The “pro-life” movement has indeed been highly effective in Pennsylvania. The virulently anti-choice Americans United for Life consistently praises Pennsylvania lawmakers for “[leading] the way for other states.” After watching similar legislation close one-third of Texas’ clinics, Reps. Brian Cutler (R-Lancaster) and Bryan Barbin (D-Cambria) re-introduced an admitting privileges bill in Pennsylvania.
While state politicians follow Texas’ blueprint, there’s every reason to believe that Pennsylvania women will follow Texans’ footsteps. Anecdotal evidence indicates that women in Texas travel to Mexico for abortion pills, which also have been sold at local flea markets.
There’s no way to know how many women are already ordering abortion pills—or self-medicating through insulin or psychiatric meds for that matter—online. The sales are by definition unregulated. We are, however, starting to see how
women will be punished when they self-induce—or, as in this case, if they order abortion-inducing pills for someone else.
New Legal Territory
The Whalen case ventures into uncharted legal territory: Rebecca Warren, the Montour County district attorney, spent nearly two years reviewing state statutes to figure out what charges to bring in the case.
Whalen has been charged with medical consultation, unlawfully dispensing medicine, endangering the welfare of a child, and simple assault. Medical consultation is a third-degree felony. “The allegations are that she performed an abortion,” Warren told Rewire.
The county applied an assault charge, because Whalen “attempted to cause or intentionally knowingly or recklessly cause bodily injury to another.” The bodily injury, Warren explained, was the abdominal cramps.
“However wise or unwise the particular course of action may have been, it’s just bad for families and bad for health to address this through the criminal justice system,” said Lynn Paltrow, founder and executive director of National Advocates for Pregnant Women. “This prosecutor has discretion, and it should be used not to try to find a way to arrest this family, but to … say, ‘Why would a family not go to health-care providers?’”

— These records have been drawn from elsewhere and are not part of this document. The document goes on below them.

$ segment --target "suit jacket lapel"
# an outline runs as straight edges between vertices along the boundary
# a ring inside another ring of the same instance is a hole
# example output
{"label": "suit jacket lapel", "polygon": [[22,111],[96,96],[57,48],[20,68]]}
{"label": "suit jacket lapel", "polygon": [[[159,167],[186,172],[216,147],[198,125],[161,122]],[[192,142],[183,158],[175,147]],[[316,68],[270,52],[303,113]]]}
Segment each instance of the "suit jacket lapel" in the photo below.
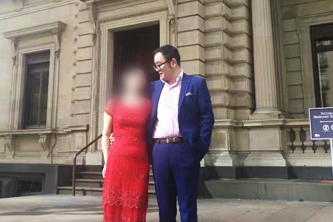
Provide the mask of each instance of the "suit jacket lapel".
{"label": "suit jacket lapel", "polygon": [[183,101],[184,101],[184,98],[185,98],[185,95],[186,94],[186,91],[187,91],[188,87],[190,85],[190,82],[191,82],[191,80],[189,78],[189,76],[186,74],[184,73],[184,75],[183,75],[183,79],[181,81],[181,87],[180,88],[180,93],[179,94],[179,100],[178,103],[178,115],[180,112],[181,104],[183,103]]}
{"label": "suit jacket lapel", "polygon": [[155,121],[156,119],[157,114],[157,106],[159,104],[159,100],[161,93],[162,92],[162,89],[164,86],[164,83],[161,80],[156,83],[156,88],[153,89],[152,94],[153,107],[152,110],[152,121],[151,122],[151,127],[152,127],[153,124],[155,124]]}

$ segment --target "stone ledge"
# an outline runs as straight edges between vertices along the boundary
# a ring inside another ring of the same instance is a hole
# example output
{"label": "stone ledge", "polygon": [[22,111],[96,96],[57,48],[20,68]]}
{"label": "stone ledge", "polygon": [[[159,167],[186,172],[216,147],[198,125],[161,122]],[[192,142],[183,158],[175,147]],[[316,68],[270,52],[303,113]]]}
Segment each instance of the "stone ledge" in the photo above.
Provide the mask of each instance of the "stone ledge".
{"label": "stone ledge", "polygon": [[205,197],[253,200],[333,201],[333,183],[287,179],[227,179],[205,182]]}

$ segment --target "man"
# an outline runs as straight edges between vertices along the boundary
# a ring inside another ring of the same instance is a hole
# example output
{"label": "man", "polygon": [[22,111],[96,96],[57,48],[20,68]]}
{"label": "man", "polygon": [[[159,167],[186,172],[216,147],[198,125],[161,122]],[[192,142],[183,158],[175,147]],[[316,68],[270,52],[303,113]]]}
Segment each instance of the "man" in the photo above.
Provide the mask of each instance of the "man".
{"label": "man", "polygon": [[160,80],[149,86],[149,135],[160,222],[176,221],[178,197],[181,222],[197,222],[200,161],[208,152],[214,122],[210,96],[204,79],[184,73],[175,47],[156,49],[154,62]]}

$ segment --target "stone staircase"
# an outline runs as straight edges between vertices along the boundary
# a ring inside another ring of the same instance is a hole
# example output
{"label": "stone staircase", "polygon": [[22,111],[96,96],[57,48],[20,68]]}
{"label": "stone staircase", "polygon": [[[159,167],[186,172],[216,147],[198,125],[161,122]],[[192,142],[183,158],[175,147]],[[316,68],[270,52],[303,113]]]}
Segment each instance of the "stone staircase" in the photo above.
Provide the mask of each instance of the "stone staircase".
{"label": "stone staircase", "polygon": [[[94,167],[93,169],[84,168],[81,170],[78,168],[75,189],[76,195],[101,195],[104,182],[102,176],[102,167]],[[57,193],[71,194],[72,189],[72,186],[69,186],[58,187]],[[151,166],[149,172],[148,194],[150,198],[155,198],[155,183]]]}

Paltrow views the Whalen case as an “attempt to try to find a way to use the courts to expand the power of police and prosecutors to surveil and punish women and families in a context in which they have less and less access to the health care they need.”

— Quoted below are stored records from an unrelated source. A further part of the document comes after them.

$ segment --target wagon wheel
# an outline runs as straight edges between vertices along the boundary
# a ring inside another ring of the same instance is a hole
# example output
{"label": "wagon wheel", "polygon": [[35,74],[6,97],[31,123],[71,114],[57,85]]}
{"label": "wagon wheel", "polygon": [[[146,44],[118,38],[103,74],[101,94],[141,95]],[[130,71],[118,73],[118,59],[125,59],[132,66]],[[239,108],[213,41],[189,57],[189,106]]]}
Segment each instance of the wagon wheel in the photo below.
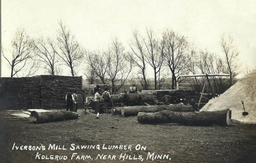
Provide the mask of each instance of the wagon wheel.
{"label": "wagon wheel", "polygon": [[172,101],[172,97],[169,95],[165,95],[162,97],[161,101],[164,103],[171,102]]}

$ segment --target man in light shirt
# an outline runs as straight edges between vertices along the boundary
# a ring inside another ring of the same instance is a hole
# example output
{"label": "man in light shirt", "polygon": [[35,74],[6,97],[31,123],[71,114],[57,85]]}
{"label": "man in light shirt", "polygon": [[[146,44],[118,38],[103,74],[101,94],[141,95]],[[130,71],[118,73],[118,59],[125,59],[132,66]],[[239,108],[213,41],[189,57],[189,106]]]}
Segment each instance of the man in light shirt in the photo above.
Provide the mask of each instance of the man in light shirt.
{"label": "man in light shirt", "polygon": [[67,94],[66,95],[66,102],[67,102],[67,111],[73,111],[73,97],[71,94]]}
{"label": "man in light shirt", "polygon": [[101,98],[101,95],[98,93],[98,89],[95,89],[95,95],[94,95],[94,104],[95,106],[95,110],[97,113],[96,118],[98,118],[100,114],[100,99]]}
{"label": "man in light shirt", "polygon": [[72,94],[72,100],[74,104],[73,110],[75,112],[77,112],[78,105],[78,97],[77,94],[75,94],[75,91],[74,91],[74,93]]}
{"label": "man in light shirt", "polygon": [[108,91],[108,89],[107,88],[105,88],[105,91],[102,94],[102,98],[104,100],[104,106],[105,108],[105,113],[108,113],[108,109],[107,109],[107,106],[108,106],[108,103],[111,103],[112,105],[112,111],[113,109],[114,109],[114,103],[113,102],[112,100],[111,99],[111,96],[110,95],[110,93]]}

Though formal attempts to outlaw abortion have historically focused on arresting abortion providers, the logical outcome of the incremental strategy is arrests of pregnant women (and the people who try to help them): Coerce women into the black market by reducing the number of legal abortion providers, and then leave them to the prosecutors.
Will the arrest have a cooling effect on women who seek medical care after taking pills?
“I would hope it would not,” said District Attorney Warren. “And obviously there are ways to secure an abortion that are safe and legal in Pennsylvania.”
It’s just that there are increasingly fewer and fewer ways.
If convicted on all counts, Whalen could face up to 15 years in prison.